What if Your Partner Refuses to Go to Couples Therapy?

This is a very common question. There is trouble brewing in the relationship and you’re ready to reach out for help or you’ve been thinking about getting help for a long time. You’ve finally made the decision to act on it, but your partner refuses.  This can lead to tremendous frustration, depression, despair and even a sense of failure.

Many people have a strong resistance to the idea of therapy.  Maybe there is a fear of being vulnerable or a fear of being exposed in front of a therapist. But the solution isn’t badgering your partner into coming or giving him or her an ultimatum.  Couples therapy may not even be the right answer. 

First you must face the disappointment you feel when your partner refuses your call to make a partnership more conscious.  You may feel let down, rejected, devalued, and even abandoned in the relationship. But you can’t change if you keep circling back to the idea that the only way forward is coming to couples therapy.

It’s easy and justifiable to feel angry and resentful, but ultimately, it’s disempowering for you. When we move from a position of victimhood, we lose our sense of agency when we allow ourselves to be driven by despair.  And despair stems from a sense that the possibility of change is a closed door to you.

But when you decide to do individual therapy —it’s a step out of a habitual sense of powerlessness.  It’s the beginning of a new process and it can open up a completely different kind of conversation. Beyond the circular fixation around the conflict—and perhaps the illusion of control that we can fix it through sheer will power —we have to anchor the discussion in the light of the fact that any radical change will come from you.

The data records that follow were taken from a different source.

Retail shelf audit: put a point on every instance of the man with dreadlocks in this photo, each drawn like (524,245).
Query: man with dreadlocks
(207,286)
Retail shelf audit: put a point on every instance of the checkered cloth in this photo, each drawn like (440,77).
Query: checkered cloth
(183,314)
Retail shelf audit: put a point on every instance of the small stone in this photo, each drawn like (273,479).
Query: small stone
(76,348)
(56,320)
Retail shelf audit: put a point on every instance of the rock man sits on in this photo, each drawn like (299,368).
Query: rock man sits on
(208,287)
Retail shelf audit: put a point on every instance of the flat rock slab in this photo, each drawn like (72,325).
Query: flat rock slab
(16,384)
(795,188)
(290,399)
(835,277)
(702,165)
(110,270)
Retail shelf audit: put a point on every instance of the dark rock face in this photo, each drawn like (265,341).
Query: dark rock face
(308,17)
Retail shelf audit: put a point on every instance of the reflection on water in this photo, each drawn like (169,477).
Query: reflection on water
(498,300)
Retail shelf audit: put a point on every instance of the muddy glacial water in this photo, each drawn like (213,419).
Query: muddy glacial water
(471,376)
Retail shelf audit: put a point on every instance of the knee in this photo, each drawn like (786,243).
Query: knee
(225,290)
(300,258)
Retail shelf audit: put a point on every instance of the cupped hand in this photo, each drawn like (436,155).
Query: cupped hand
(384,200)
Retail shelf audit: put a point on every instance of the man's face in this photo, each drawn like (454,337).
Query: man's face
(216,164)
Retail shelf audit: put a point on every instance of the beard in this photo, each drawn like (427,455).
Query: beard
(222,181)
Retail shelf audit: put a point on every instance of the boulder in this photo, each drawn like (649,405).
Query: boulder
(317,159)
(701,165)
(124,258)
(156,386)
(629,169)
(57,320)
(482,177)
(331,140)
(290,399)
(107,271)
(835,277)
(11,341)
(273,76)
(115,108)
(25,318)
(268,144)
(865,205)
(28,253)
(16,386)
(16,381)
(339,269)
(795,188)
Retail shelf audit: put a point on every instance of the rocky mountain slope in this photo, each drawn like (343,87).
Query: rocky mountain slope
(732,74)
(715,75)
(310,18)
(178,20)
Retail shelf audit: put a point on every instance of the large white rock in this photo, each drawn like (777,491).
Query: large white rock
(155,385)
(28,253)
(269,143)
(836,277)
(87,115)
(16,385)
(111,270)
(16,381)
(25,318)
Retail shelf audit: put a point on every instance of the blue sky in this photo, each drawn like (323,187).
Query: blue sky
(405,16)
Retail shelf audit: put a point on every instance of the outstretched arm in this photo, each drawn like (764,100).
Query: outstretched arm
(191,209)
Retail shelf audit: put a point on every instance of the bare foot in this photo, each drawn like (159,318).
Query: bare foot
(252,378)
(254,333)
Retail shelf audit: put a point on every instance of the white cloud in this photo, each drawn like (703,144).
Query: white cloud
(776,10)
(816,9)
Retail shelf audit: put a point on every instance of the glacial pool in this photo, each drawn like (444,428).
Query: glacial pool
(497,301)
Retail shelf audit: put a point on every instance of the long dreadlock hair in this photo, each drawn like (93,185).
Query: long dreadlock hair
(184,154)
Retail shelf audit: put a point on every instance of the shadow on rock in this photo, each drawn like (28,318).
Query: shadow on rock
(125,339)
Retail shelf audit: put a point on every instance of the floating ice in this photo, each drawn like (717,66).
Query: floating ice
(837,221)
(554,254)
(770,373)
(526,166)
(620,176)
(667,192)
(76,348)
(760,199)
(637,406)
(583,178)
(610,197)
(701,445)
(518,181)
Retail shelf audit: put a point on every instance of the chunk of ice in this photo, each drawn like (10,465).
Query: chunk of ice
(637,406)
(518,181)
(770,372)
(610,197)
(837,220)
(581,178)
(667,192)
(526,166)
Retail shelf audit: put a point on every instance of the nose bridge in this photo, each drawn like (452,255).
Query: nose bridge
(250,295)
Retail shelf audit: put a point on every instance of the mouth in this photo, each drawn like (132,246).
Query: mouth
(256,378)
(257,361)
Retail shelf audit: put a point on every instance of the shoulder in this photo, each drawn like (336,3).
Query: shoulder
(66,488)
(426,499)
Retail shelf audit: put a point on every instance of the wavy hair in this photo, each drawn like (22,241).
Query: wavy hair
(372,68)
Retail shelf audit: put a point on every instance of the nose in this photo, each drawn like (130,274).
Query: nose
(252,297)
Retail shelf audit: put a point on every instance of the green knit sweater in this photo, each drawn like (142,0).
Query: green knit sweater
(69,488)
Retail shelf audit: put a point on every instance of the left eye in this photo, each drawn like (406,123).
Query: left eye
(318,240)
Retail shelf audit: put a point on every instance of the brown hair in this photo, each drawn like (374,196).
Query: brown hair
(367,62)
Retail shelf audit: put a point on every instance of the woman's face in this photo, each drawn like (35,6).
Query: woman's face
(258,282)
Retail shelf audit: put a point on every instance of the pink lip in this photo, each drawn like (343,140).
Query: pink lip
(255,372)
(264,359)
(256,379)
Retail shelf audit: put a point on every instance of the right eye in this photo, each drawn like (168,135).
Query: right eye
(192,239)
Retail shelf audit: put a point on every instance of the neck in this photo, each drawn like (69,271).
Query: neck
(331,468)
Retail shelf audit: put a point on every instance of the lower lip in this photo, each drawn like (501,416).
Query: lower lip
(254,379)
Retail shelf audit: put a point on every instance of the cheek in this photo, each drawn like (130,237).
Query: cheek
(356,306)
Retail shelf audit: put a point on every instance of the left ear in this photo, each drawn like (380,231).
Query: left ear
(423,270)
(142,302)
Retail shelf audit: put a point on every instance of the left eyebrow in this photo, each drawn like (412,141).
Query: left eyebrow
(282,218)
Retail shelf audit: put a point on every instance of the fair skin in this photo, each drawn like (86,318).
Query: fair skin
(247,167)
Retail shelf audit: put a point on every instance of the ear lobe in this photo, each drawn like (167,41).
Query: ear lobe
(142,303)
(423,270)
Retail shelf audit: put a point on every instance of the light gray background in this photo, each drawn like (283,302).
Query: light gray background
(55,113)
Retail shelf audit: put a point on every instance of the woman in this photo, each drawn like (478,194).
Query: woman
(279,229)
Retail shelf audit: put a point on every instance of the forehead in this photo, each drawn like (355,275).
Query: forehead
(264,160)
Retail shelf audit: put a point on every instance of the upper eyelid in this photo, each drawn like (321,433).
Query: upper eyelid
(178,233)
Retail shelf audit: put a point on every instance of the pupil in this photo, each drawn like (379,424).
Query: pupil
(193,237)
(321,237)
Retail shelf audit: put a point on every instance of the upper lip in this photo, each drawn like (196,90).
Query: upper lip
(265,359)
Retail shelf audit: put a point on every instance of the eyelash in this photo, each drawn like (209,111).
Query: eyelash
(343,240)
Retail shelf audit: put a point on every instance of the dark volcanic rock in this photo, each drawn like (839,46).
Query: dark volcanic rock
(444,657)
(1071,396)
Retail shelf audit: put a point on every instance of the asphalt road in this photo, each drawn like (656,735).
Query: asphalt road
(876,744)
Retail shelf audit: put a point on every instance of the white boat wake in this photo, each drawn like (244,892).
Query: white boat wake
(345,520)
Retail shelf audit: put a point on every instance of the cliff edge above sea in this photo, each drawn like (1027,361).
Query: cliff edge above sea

Couples therapists often say that if you alter your behavior and your actions, you will inevitably change the relationship.  The relational dynamic will shift into more tension or more harmony.  Either way it will change.

The bigger question is how you can show up for yourself despite the resistance you encounter. How can you stay true to yourself in your pursuit of a more conscious way of relating? If the conflict has obscured and diminished your sense of worthiness, how can you strengthen your inherent capacity for love and belonging? 

You can think of the grief, disappointment and stuckness you feel-- as a call to reclaim yourself,  re-assert your sense of agency, and an opportunity to rekindle the parts of yourself that have become buried in the relationship.